De dia, ela é a artística Wendy Martínez; à noite, a feroz Dona Gaivota. Esta mulher trans mexicana alterna os delicados ofícios de salão de beleza e costura com a grosseria da luta livre.

Vestida de roxo cintilante e sob aplausos dos espectadores, a Miss Gaivota sobe ao ringue da Arena Coliseo San Ramón, em Puebla (centro), para travar uma luta com seus adversários, homens musculosos mascarados.

Wendy Martínez afirma ser a primeira estrela trans da luta livre no México. Ela também aproveita seu talento para confeccionar os trajes de outros lutadores e vender camisetas com sua imagem.

Sem se incomodar com os espectadores que a chamam de “puto!”, uma ofensa transfóbica, Martinez, de 46 anos, vai ao ataque.

“Faz parte da” luta livre, diz Martínez sobre as agressões verbais e a discriminação que também sofreu nas ruas da Cidade do México, onde mora, mas que servem como combustível no ringue.

“Eu era muito briguenta. Brigava com todo mundo. Não podiam falar mal de mim na rua, porque eu voltava (…) e brigava. E aí eu disse ‘por que não treinar luta livre?’. Assim vão me pagar por bater neles”, conta.

A participação de pessoas trans no mundo do esporte tem sido motivo de debate. Em março, a Associação Mundial de Atletismo proibiu atletas mulheres trans de participarem das eliminatórias da Copa do Mundo feminina.

“Estou mil por cento preparada para enfrentar qualquer um”, afirma Martínez, antes da Marcha do Orgulho que acontece neste sábado (24) no México.

A violência contra a comunidade LGBTQIAP+ neste país tirou a vida de ao menos 87 de seus membros em 2022, número que vem crescendo há três anos, segundo dados da organização de defesa Letra S. Desse grupo, 55% eram mulheres trans.

Durante o dia, Martínez dirige um pequeno salão de beleza no térreo do prédio, onde divide um apartamento apertado com vários familiares, a poucos quarteirões do Zócalo, a principal praça pública do país.

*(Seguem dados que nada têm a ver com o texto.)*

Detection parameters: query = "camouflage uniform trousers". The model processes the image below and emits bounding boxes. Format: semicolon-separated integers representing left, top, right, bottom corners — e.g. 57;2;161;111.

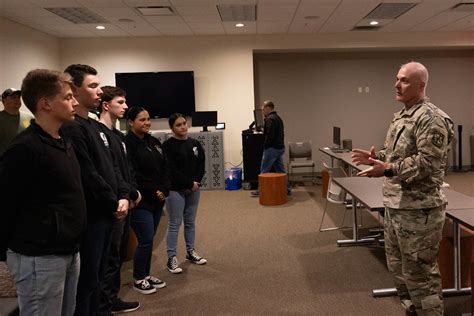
384;206;445;316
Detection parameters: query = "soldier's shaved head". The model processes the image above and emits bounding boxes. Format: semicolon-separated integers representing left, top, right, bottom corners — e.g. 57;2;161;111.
401;61;429;85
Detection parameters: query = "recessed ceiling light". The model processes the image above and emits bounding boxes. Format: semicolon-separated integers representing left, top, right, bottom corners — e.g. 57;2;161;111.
369;20;379;25
235;23;244;27
96;25;105;30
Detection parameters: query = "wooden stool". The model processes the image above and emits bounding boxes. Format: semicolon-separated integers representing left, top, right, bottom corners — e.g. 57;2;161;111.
259;173;288;206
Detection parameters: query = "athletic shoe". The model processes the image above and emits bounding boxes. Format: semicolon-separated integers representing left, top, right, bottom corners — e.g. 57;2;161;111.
111;299;140;314
186;249;207;265
167;256;183;274
133;279;156;295
250;190;259;197
146;275;167;289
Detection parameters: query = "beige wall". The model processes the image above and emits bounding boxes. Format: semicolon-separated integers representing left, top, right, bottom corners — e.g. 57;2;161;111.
0;17;60;113
59;31;473;165
255;50;474;170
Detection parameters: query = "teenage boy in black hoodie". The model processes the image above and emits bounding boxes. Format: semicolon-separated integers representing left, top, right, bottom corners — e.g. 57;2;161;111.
62;64;130;316
98;86;141;313
0;69;86;315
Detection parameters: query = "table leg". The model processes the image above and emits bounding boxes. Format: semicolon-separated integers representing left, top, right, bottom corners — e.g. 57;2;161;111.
454;220;461;290
337;197;375;246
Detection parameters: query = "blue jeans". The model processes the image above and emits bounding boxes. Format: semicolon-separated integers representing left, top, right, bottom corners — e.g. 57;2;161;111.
166;190;200;257
260;147;286;173
7;250;80;316
260;147;290;192
75;218;113;316
130;207;163;280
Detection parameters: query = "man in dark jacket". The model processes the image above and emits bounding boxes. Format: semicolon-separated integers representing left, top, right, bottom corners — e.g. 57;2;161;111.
62;64;130;316
252;100;291;196
0;69;86;315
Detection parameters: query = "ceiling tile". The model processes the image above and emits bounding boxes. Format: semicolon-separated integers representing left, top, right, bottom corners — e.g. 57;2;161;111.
123;0;171;6
89;7;140;19
258;0;299;4
31;0;81;8
0;0;35;9
77;0;128;7
411;11;473;31
288;21;318;34
258;5;298;22
174;5;218;15
152;21;189;30
1;7;58;17
381;0;459;32
170;0;213;5
182;14;221;23
318;0;380;33
217;0;256;4
187;21;223;29
439;13;474;31
143;15;183;23
257;21;290;34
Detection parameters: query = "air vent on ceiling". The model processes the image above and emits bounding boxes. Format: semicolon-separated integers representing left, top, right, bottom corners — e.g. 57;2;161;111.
136;6;174;16
365;3;417;20
217;5;256;22
45;7;109;24
450;3;474;12
352;25;381;31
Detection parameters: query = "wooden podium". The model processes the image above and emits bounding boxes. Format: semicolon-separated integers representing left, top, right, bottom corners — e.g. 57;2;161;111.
259;173;287;206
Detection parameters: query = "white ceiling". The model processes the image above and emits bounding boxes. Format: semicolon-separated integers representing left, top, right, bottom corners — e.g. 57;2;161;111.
0;0;473;38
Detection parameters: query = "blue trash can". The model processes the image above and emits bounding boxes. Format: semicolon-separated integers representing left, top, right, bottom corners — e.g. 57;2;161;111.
225;167;242;190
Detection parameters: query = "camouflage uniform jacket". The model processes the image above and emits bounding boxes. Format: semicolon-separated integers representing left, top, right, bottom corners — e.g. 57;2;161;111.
376;98;454;209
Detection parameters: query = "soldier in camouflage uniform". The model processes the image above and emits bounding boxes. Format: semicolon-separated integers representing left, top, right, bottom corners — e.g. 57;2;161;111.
352;61;454;316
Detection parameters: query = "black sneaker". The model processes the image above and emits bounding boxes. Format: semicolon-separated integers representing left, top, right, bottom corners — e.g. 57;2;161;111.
111;299;140;314
167;256;183;274
146;275;166;289
133;279;156;295
250;190;259;197
186;249;207;265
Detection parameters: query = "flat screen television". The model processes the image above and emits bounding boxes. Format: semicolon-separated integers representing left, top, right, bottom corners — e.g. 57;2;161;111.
115;71;195;119
192;111;217;132
333;126;341;148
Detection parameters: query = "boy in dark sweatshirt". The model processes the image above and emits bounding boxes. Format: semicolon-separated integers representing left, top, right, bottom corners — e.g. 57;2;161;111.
98;86;141;313
0;69;86;315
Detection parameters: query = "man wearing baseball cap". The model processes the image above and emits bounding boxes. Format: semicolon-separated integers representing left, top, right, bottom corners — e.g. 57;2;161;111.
0;88;34;155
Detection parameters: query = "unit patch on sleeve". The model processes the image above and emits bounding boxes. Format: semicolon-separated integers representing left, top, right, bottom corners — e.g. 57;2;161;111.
431;132;444;148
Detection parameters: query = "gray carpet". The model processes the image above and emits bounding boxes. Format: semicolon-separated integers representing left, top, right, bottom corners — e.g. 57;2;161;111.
118;172;474;315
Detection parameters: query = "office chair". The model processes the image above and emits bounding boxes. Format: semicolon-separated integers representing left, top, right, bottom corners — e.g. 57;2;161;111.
288;141;315;184
318;162;350;232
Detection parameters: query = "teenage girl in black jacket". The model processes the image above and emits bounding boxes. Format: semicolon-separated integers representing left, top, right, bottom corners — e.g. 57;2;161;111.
125;107;171;295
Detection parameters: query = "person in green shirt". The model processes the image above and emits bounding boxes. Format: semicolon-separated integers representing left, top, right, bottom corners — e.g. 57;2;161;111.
0;88;34;155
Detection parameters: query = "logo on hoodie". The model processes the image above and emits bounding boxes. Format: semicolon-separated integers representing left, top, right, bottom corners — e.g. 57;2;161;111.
99;132;109;147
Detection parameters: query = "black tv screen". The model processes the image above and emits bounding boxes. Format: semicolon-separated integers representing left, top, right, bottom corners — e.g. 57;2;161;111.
192;111;217;132
115;71;195;118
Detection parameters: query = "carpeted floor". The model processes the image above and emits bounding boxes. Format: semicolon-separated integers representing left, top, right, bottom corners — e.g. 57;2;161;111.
118;172;474;315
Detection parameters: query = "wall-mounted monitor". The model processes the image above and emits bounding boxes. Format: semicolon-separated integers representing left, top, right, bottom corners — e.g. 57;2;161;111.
115;71;195;119
192;111;218;132
253;109;264;132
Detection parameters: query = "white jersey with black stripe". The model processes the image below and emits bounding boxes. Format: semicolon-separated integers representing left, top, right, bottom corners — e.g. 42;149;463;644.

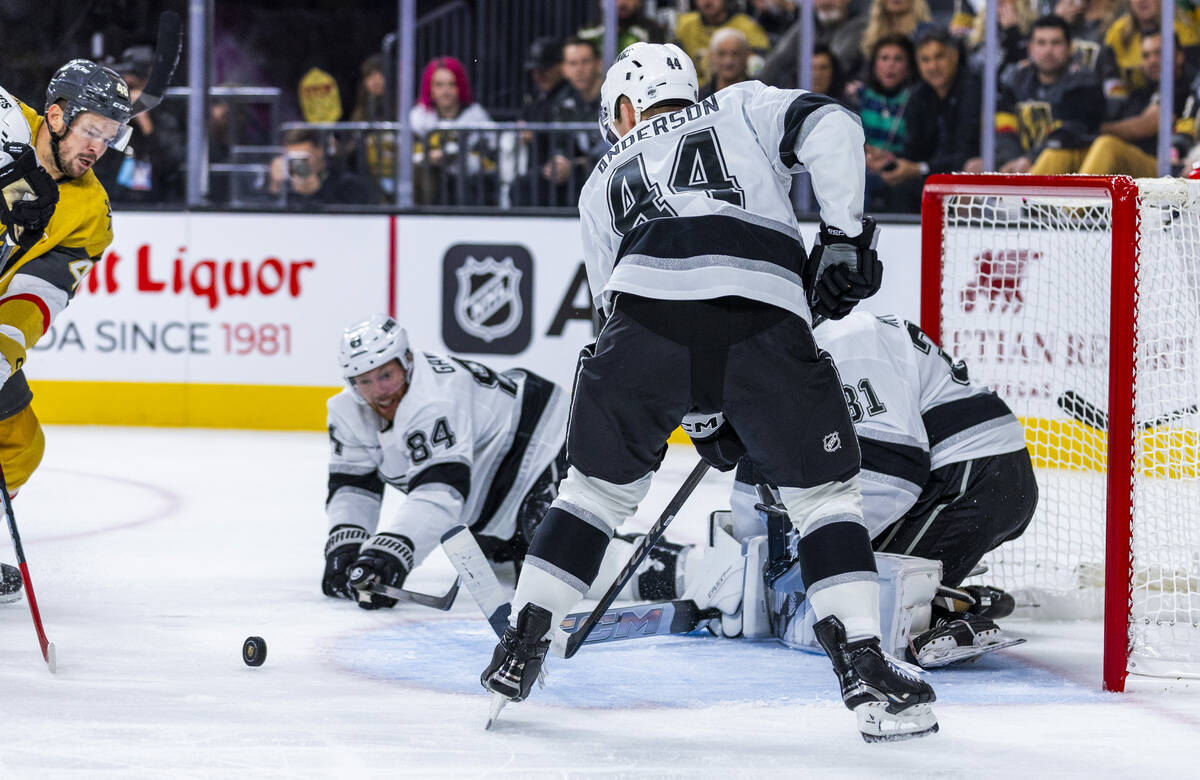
578;81;866;320
325;351;569;567
814;313;1028;537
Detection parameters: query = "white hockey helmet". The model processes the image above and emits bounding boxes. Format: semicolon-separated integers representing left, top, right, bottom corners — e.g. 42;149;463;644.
338;313;413;381
598;42;698;139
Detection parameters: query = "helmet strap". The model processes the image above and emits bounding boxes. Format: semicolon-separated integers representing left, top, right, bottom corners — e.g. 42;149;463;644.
45;112;71;180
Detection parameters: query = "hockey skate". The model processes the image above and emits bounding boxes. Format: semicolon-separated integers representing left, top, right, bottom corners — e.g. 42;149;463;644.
909;612;1025;668
0;562;22;604
480;603;552;728
813;615;938;743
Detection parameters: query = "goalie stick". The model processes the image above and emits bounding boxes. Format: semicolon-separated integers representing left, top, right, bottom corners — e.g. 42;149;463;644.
566;459;711;658
359;577;460;611
441;522;718;728
440;524;718;648
1057;390;1198;431
0;464;54;672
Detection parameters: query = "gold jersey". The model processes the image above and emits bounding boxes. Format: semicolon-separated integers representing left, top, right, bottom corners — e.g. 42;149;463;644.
0;99;112;383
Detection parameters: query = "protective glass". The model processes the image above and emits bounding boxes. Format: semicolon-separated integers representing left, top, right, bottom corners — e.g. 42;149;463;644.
71;113;133;151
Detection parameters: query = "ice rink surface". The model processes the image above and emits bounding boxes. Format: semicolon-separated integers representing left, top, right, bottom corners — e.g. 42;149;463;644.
2;426;1199;778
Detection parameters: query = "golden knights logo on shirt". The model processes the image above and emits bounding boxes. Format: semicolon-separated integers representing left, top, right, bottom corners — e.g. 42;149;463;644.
1017;101;1056;153
441;243;533;354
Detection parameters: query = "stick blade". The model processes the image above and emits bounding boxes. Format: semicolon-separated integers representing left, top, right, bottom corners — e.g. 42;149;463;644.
46;641;56;674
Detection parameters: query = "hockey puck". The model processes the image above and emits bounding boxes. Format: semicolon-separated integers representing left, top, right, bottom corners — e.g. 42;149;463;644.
242;636;267;667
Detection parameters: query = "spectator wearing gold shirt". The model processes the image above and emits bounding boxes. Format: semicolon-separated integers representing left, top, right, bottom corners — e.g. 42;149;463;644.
675;0;770;84
1098;0;1199;98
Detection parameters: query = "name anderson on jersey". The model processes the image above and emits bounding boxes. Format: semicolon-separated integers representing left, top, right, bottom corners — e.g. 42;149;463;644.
596;94;721;174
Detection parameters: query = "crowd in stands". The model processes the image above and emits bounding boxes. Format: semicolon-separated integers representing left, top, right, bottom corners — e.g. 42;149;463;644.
15;0;1200;212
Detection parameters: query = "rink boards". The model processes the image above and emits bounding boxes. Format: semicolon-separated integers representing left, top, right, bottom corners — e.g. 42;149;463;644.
25;212;924;429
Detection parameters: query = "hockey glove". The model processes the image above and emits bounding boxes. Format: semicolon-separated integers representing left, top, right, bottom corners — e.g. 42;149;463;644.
681;410;746;472
347;532;414;610
321;524;370;599
802;217;882;321
0;143;58;250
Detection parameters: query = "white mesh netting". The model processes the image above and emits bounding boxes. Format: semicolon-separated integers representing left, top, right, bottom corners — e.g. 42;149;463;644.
937;177;1200;678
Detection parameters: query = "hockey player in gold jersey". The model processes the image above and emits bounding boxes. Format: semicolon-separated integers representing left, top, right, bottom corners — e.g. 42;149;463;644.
0;60;132;601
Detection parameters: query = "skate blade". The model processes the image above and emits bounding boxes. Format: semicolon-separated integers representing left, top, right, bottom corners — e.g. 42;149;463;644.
918;637;1026;668
856;702;938;743
485;692;508;730
0;590;22;605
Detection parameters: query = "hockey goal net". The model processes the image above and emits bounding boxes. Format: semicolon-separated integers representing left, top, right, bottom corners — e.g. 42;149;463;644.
921;174;1200;692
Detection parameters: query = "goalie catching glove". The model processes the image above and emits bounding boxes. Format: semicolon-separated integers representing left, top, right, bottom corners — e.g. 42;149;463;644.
803;217;882;321
346;532;414;610
0;143;58;250
681;410;746;472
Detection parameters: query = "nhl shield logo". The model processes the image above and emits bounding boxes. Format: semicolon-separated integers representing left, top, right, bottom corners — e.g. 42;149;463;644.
454;256;523;343
442;244;533;354
823;432;842;453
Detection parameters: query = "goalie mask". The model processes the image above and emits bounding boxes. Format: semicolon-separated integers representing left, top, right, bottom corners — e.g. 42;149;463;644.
45;60;134;152
598;42;698;140
338;314;414;384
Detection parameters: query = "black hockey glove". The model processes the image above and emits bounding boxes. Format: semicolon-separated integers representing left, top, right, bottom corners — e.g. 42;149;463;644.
681;410;746;472
0;143;58;250
347;532;414;610
802;217;882;321
321;524;369;599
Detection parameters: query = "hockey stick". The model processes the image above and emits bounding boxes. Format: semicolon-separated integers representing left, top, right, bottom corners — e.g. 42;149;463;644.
1057;390;1198;431
441;524;512;635
360;576;460;611
559;599;718;648
441;524;718;648
129;11;183;117
564;459;711;659
0;464;55;672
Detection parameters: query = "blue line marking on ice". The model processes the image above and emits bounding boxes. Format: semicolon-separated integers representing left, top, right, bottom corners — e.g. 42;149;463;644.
334;620;1109;709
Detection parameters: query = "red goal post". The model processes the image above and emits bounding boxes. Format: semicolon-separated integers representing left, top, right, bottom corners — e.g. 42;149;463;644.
919;173;1200;692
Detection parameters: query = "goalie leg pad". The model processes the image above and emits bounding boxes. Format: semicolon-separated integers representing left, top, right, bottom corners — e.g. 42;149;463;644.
682;517;747;635
772;553;940;657
875;553;941;658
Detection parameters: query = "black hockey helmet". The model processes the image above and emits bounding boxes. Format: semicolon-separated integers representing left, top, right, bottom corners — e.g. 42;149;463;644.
44;59;134;150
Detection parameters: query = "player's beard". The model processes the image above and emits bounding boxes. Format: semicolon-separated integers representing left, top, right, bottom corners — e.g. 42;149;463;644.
63;149;97;178
367;391;404;421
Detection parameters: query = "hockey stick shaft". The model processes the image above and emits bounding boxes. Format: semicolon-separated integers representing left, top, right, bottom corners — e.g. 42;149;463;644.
360;577;460;610
130;11;183;116
564;459;710;658
0;464;53;670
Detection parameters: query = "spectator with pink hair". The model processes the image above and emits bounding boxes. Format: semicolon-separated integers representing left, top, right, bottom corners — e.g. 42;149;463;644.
409;56;496;204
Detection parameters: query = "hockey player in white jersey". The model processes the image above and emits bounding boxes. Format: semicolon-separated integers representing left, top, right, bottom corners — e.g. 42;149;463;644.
481;42;938;742
323;314;571;608
731;312;1038;666
323;314;732;612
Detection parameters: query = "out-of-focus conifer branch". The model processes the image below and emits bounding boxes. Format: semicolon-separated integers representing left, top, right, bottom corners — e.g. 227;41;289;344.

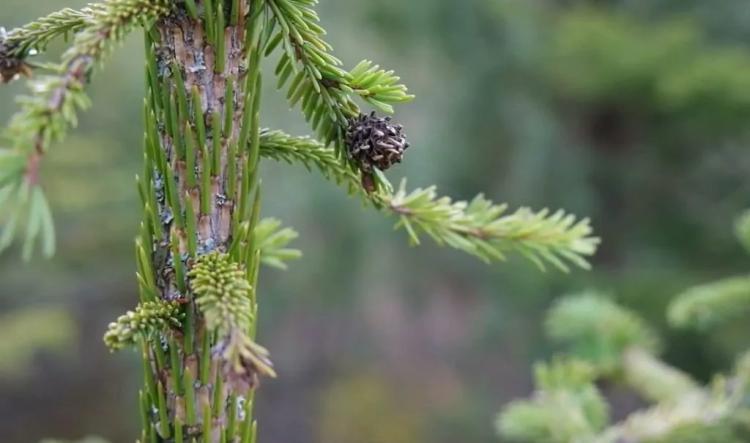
0;0;172;258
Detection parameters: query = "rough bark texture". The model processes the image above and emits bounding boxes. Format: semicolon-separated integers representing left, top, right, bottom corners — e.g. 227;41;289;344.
155;9;247;294
137;3;261;441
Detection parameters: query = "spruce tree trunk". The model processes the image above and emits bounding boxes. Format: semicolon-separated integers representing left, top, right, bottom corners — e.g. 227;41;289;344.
137;3;264;441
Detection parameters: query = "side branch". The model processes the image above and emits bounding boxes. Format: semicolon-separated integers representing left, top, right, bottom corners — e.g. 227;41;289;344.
384;182;599;271
668;275;750;330
7;0;172;156
259;131;599;271
259;129;363;192
265;0;414;159
0;0;172;258
597;354;750;443
2;7;94;62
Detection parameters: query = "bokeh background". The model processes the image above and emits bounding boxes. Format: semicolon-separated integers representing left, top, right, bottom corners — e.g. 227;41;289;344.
2;0;750;441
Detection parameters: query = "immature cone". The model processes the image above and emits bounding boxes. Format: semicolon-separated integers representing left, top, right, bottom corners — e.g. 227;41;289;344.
346;111;409;174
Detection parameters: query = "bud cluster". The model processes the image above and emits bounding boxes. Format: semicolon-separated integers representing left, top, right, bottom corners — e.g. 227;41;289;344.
188;252;253;333
104;300;183;350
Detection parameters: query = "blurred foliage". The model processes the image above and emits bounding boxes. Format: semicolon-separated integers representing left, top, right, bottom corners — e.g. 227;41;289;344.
548;8;750;129
498;359;608;442
39;438;109;443
317;375;425;443
499;289;750;443
499;212;750;442
666;211;750;336
546;293;660;374
2;0;750;442
0;306;76;378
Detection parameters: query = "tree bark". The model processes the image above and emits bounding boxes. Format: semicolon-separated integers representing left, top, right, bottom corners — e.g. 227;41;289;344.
137;3;262;441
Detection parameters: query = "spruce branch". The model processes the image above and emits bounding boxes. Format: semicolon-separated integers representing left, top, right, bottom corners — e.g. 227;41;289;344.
621;347;700;405
103;300;183;351
1;6;94;62
668;275;750;330
596;354;750;443
255;218;302;270
598;403;741;443
546;293;661;371
265;0;353;147
260;129;363;191
545;293;701;404
0;0;172;258
265;0;413;156
500;295;750;443
347;60;415;114
270;4;598;269
667;210;750;330
496;359;609;443
259;130;599;271
385;182;598;272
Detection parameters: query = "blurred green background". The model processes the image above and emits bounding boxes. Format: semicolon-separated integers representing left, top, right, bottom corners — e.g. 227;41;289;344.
2;0;750;442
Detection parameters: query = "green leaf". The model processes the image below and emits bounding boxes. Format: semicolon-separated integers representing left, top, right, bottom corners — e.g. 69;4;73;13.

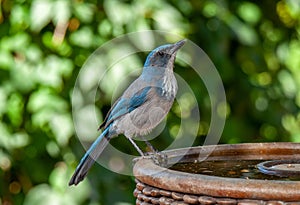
69;26;94;48
0;88;7;117
53;0;71;24
27;88;68;113
237;2;261;25
73;2;95;23
0;123;29;150
10;4;30;30
49;113;74;147
7;92;24;127
0;51;14;69
30;0;53;32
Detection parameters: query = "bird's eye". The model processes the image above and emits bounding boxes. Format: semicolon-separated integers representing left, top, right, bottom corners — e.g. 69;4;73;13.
157;51;164;56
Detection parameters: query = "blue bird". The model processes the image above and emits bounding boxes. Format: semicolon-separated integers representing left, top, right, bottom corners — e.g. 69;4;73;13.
69;39;186;186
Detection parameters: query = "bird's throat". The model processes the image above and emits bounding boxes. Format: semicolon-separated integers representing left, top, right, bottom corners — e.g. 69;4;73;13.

“Aqui meus clientes me irritam. Eu libero esse estresse no ringue”, confessou Martínez sorrindo, enquanto corta o cabelo da tia. “Eu me sinto tão confortável na arena de luta livre quanto aqui no salão de beleza”, acrescentou.

Segundo dados oficiais, pelo menos 5 milhões de mexicanos com mais de 15 anos se identificam como LGBTQIAP+, quase 5% da população do país.

Para Martínez, sua identidade dentro e fora dos ringues é motivo de orgulho.

“Sempre me considerei mulher desde que tenho o uso da razão. Talvez papai Deus tenha me mandado no corpo errado, mas tenho alguns pensamentos e um sentimento de mulher que não vou trocar por nada no mundo”, afirma.